# Proof of Double Power Law of Logarithms

## Formula

$\log_{b^y}{m^x}$ $\,=\,$ $\Big(\dfrac{x}{y}\Big)\log_{b}{m}$

The double power rule of logarithms is a mathematical identity which is used to find the value of logarithm of a quantity by expressing quantity and base quantity of logarithmic term in exponential notation.

### Proof

$p$ and $q$ are two quantities and assume they are expressed in exponential form as $m^{\displaystyle x}$ and $n^{\displaystyle y}$ respectively.
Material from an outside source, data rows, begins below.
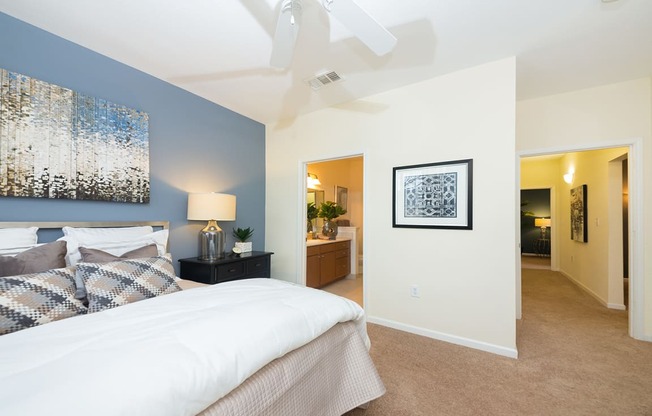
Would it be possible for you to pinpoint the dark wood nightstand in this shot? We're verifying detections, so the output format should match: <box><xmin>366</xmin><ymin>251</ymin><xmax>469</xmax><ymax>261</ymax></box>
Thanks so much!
<box><xmin>178</xmin><ymin>251</ymin><xmax>273</xmax><ymax>285</ymax></box>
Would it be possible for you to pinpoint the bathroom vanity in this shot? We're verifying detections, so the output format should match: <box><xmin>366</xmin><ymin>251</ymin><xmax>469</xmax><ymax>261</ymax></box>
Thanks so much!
<box><xmin>306</xmin><ymin>239</ymin><xmax>351</xmax><ymax>288</ymax></box>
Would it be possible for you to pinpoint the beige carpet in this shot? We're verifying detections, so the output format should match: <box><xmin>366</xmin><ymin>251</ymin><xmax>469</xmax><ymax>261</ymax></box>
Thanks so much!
<box><xmin>521</xmin><ymin>255</ymin><xmax>551</xmax><ymax>270</ymax></box>
<box><xmin>346</xmin><ymin>268</ymin><xmax>652</xmax><ymax>415</ymax></box>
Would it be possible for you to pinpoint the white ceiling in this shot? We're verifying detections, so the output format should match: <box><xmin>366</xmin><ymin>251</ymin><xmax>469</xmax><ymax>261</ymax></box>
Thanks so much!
<box><xmin>1</xmin><ymin>0</ymin><xmax>651</xmax><ymax>125</ymax></box>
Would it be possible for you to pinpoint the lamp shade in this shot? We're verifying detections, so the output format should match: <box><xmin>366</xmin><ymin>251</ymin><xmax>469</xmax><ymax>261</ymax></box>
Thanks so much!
<box><xmin>187</xmin><ymin>193</ymin><xmax>236</xmax><ymax>221</ymax></box>
<box><xmin>534</xmin><ymin>218</ymin><xmax>551</xmax><ymax>228</ymax></box>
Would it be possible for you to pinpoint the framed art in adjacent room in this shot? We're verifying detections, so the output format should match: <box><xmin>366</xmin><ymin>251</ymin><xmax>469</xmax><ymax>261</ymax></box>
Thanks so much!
<box><xmin>570</xmin><ymin>184</ymin><xmax>588</xmax><ymax>242</ymax></box>
<box><xmin>336</xmin><ymin>185</ymin><xmax>348</xmax><ymax>211</ymax></box>
<box><xmin>393</xmin><ymin>159</ymin><xmax>473</xmax><ymax>229</ymax></box>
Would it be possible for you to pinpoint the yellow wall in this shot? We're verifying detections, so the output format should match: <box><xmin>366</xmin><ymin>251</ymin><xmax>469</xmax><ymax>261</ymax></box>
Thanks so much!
<box><xmin>521</xmin><ymin>157</ymin><xmax>562</xmax><ymax>270</ymax></box>
<box><xmin>522</xmin><ymin>149</ymin><xmax>628</xmax><ymax>307</ymax></box>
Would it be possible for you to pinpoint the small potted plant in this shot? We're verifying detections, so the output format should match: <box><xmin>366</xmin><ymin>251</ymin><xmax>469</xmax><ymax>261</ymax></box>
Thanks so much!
<box><xmin>318</xmin><ymin>201</ymin><xmax>347</xmax><ymax>240</ymax></box>
<box><xmin>232</xmin><ymin>227</ymin><xmax>254</xmax><ymax>253</ymax></box>
<box><xmin>307</xmin><ymin>202</ymin><xmax>319</xmax><ymax>238</ymax></box>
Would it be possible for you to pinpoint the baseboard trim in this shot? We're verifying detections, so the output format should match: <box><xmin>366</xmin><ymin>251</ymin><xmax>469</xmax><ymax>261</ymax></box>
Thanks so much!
<box><xmin>367</xmin><ymin>316</ymin><xmax>518</xmax><ymax>359</ymax></box>
<box><xmin>608</xmin><ymin>303</ymin><xmax>626</xmax><ymax>310</ymax></box>
<box><xmin>559</xmin><ymin>270</ymin><xmax>610</xmax><ymax>308</ymax></box>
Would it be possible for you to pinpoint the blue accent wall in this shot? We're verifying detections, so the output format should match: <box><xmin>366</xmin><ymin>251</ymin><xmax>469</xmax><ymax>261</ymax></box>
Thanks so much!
<box><xmin>0</xmin><ymin>13</ymin><xmax>266</xmax><ymax>272</ymax></box>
$p \,=\, m^{\displaystyle x}$ and $q \,=\, n^{\displaystyle y}$

The value of logarithm of $p$ to $q$ is written as $\log_{q}{p}$ in mathematics. Actually, $p \,=\, m^{\displaystyle x}$ and $q \,=\, n^{\displaystyle y}$.

Therefore, $\log_{q}{p}$ $\,=\,$ $\log_{n^y}{m^{\displaystyle x}}$

#### Find Log of quantity in exponential form

Take $t \,=\, b^y$ and the logarithmic function can be written as follows.
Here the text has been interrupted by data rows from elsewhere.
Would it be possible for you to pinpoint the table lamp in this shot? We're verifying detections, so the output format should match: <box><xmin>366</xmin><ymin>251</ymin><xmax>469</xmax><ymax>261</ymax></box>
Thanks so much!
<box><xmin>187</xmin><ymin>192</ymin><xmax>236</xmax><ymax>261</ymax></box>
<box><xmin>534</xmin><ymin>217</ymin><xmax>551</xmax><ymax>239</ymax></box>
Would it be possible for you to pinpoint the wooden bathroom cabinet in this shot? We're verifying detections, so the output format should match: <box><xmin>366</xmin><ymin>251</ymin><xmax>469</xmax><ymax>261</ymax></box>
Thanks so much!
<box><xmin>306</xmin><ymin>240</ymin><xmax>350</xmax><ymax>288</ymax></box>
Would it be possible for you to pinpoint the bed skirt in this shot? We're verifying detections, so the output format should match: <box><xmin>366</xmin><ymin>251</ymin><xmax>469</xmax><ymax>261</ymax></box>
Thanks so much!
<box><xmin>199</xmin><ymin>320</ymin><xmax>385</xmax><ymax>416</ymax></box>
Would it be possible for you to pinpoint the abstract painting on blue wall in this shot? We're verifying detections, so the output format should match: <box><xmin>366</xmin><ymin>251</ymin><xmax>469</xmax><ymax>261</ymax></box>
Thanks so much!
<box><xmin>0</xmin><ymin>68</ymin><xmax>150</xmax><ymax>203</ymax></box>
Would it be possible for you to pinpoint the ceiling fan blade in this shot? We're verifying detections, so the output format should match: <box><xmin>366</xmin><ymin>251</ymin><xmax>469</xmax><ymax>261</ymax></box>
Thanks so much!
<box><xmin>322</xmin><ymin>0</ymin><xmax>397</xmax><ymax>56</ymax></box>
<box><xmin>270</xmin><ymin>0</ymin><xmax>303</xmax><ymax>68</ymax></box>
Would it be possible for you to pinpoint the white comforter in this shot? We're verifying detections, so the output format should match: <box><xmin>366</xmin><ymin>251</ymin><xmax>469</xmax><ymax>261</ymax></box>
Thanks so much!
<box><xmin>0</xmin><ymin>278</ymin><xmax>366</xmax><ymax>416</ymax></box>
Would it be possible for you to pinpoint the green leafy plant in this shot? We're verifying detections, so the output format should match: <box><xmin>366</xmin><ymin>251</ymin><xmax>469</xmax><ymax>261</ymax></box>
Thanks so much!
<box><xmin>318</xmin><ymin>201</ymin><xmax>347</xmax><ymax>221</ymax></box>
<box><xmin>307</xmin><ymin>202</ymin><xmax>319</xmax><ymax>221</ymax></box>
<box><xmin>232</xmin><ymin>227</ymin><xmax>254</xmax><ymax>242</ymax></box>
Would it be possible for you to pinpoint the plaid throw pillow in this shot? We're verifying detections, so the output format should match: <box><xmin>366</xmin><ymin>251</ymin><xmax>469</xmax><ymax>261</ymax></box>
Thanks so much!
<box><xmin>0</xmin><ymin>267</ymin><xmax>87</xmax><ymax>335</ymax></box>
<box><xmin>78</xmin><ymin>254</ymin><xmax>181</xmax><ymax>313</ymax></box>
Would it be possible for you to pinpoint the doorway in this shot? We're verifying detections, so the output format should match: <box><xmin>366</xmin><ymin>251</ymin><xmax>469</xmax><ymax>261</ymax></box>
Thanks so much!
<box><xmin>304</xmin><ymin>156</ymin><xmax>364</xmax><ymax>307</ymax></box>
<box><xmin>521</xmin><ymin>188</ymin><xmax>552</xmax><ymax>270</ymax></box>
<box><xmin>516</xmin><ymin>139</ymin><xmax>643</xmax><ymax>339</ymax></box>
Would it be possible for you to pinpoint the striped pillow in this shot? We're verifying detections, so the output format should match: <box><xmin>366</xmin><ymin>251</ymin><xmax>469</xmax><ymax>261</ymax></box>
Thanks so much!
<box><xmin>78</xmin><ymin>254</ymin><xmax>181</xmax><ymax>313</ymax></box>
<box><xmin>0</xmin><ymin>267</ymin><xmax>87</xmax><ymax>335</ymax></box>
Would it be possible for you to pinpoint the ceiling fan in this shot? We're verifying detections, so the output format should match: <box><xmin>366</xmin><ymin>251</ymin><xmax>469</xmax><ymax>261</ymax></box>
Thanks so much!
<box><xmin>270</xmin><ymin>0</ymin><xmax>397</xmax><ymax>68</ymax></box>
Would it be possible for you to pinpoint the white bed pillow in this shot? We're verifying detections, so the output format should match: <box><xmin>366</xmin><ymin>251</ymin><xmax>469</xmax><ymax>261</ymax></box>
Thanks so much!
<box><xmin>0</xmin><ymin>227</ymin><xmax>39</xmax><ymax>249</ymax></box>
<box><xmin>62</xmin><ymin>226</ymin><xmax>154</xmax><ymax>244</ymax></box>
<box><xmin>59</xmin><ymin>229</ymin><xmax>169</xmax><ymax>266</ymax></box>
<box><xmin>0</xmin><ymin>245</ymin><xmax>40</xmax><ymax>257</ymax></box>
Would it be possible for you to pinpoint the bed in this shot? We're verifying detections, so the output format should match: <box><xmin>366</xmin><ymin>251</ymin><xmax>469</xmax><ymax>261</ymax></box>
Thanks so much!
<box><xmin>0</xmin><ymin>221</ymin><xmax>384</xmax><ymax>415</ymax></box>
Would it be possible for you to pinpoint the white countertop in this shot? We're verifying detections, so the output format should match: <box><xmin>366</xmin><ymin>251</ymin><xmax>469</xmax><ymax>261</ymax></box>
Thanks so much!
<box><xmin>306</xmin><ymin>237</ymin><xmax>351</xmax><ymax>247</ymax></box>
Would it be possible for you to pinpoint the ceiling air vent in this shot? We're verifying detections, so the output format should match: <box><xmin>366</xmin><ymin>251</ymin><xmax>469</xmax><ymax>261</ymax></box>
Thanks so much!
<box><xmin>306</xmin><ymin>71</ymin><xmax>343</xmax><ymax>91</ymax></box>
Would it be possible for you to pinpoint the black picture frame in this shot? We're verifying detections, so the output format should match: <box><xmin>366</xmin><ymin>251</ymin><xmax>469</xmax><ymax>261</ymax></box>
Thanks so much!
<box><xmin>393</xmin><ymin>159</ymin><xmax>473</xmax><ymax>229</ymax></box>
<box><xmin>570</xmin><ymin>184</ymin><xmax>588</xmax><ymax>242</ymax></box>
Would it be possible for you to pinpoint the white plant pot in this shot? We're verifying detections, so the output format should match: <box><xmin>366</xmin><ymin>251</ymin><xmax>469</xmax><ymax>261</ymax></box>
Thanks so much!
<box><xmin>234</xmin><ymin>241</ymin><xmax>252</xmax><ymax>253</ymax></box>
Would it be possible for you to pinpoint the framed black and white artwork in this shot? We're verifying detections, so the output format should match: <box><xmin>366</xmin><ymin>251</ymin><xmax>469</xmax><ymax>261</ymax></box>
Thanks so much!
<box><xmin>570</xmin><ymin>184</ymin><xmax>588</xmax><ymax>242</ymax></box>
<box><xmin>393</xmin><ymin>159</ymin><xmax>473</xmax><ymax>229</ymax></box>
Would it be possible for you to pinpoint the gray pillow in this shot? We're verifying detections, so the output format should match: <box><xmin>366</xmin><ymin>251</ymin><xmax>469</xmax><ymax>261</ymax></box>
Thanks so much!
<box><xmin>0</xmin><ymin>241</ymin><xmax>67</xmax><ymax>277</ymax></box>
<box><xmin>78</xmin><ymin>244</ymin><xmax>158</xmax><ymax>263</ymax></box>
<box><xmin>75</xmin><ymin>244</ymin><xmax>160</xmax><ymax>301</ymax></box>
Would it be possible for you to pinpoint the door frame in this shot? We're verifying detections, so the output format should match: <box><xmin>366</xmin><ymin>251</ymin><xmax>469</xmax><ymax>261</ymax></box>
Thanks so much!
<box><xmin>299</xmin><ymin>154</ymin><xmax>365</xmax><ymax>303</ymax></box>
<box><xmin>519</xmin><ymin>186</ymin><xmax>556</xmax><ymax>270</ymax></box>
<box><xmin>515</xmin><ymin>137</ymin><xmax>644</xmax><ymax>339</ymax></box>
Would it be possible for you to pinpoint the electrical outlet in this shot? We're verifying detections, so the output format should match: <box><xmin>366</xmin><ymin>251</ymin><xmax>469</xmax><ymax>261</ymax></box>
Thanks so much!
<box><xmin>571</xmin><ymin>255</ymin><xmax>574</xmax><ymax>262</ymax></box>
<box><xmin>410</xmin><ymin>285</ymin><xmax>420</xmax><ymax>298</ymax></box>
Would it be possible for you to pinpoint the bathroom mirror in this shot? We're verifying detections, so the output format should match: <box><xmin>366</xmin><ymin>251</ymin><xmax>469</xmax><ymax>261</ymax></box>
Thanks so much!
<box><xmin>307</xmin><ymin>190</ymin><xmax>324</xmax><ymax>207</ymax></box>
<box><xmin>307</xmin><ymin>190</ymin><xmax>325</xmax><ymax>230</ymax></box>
$\implies \log_{b^y}{m^{\displaystyle x}}$ $\,=\,$ $\log_{t}{m^{\displaystyle x}}$

According to Power law of Logarithms, the log of a quantity in exponential form to a base is equal to the product of exponent and log of the base of exponential term to same base.

$\implies \log_{b^y}{m^{\displaystyle x}}$ $\,=\,$ $x\log_{t}{m}$

Now, replace the actual value of the base $t$.
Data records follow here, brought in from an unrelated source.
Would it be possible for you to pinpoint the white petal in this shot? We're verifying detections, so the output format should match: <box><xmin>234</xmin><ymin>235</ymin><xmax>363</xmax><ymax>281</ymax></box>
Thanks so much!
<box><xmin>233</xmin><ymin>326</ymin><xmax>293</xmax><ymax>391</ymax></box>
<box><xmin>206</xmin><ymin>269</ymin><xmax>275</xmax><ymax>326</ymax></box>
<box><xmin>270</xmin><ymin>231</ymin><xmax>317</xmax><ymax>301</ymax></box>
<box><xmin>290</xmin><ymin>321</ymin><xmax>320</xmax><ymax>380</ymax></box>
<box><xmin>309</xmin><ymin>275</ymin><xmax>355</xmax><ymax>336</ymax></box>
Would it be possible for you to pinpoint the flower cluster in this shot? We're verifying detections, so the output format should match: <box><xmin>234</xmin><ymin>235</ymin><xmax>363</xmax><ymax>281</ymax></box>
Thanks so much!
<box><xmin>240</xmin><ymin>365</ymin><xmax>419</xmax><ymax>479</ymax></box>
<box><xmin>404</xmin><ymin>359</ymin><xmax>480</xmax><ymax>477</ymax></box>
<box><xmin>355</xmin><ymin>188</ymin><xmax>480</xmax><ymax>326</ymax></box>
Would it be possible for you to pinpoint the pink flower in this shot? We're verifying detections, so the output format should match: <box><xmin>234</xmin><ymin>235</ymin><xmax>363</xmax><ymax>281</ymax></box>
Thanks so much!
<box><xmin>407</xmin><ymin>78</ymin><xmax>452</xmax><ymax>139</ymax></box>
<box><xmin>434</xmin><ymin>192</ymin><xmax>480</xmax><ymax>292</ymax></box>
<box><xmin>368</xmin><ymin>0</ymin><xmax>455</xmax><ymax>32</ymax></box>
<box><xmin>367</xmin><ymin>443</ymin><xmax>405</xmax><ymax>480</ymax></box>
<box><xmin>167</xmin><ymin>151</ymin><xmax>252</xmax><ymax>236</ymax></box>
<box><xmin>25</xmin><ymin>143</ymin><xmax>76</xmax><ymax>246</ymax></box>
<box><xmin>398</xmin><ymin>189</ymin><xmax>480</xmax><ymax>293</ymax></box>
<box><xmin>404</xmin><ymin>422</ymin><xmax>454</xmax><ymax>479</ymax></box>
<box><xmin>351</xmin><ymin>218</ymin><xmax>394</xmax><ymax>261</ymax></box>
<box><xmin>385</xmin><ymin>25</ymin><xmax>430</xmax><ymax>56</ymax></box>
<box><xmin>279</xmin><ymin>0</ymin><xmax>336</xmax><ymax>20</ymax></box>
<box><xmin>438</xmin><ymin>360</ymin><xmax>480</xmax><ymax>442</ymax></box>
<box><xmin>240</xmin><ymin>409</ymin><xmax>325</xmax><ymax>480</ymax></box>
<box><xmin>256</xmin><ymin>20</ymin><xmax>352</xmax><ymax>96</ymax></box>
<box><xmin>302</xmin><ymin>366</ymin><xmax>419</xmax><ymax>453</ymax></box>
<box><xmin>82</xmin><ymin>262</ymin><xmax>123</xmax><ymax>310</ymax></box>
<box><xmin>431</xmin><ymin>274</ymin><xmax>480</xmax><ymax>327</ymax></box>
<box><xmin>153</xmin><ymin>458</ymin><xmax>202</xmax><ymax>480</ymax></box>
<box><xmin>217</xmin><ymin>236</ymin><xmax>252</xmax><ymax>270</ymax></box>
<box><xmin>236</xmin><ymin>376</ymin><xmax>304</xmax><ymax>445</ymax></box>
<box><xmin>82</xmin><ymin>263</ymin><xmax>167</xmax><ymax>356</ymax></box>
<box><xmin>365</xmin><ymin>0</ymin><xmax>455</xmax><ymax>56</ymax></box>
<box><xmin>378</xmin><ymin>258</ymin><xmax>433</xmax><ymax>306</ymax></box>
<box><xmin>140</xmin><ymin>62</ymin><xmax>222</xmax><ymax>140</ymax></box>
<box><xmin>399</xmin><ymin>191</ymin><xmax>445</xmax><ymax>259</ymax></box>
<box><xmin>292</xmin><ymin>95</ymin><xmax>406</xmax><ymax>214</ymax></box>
$\,\,\, \therefore \,\,\,\,\,\, \log_{b^y}{m^{\displaystyle x}}$ $\,=\,$ $x\log_{b^y}{m}$

#### Find Log of quantity to base in exponential form

It is time to find the value of log of $m$ to a base which is expressed in exponential form as $b^{y}$. It can be done by the base power rule of logarithm.

$\,\,\, \therefore \,\,\,\,\,\, \log_{b^y}{m}$ $\,=\,$ $\Big(\dfrac{1}{y}\Big)\log_{b}{m}$

#### Combine results of both steps

Now, recollect the results of above two steps once.

$(1) \,\,\,\,\,\,$ $\log_{b^y}{m^{\displaystyle x}}$ $\,=\,$ $x\log_{b^y}{m}$

$(2) \,\,\,\,\,\,$ $\log_{b^y}{m}$ $\,=\,$ $\Big(\dfrac{1}{y}\Big)\log_{b}{m}$

Now, combine both results to a log property to find the value of log of a quantity in exponential form to base in exponential form.

$\implies \log_{b^y}{m^x}$ $\,=\,$ $x \times \log_{b^y}{m}$

$\implies \log_{b^y}{m^x}$ $\,=\,$ $x \times \Big(\dfrac{1}{y}\Big)\log_{b}{m}$

$\,\,\, \therefore \,\,\,\,\,\, \log_{b^y}{m^x}$ $\,=\,$ $\Big(\dfrac{x}{y}\Big)\log_{b}{m}$

Thus, the double power rule of logarithms is derived in algebraic form and it can be used as an identity in mathematics.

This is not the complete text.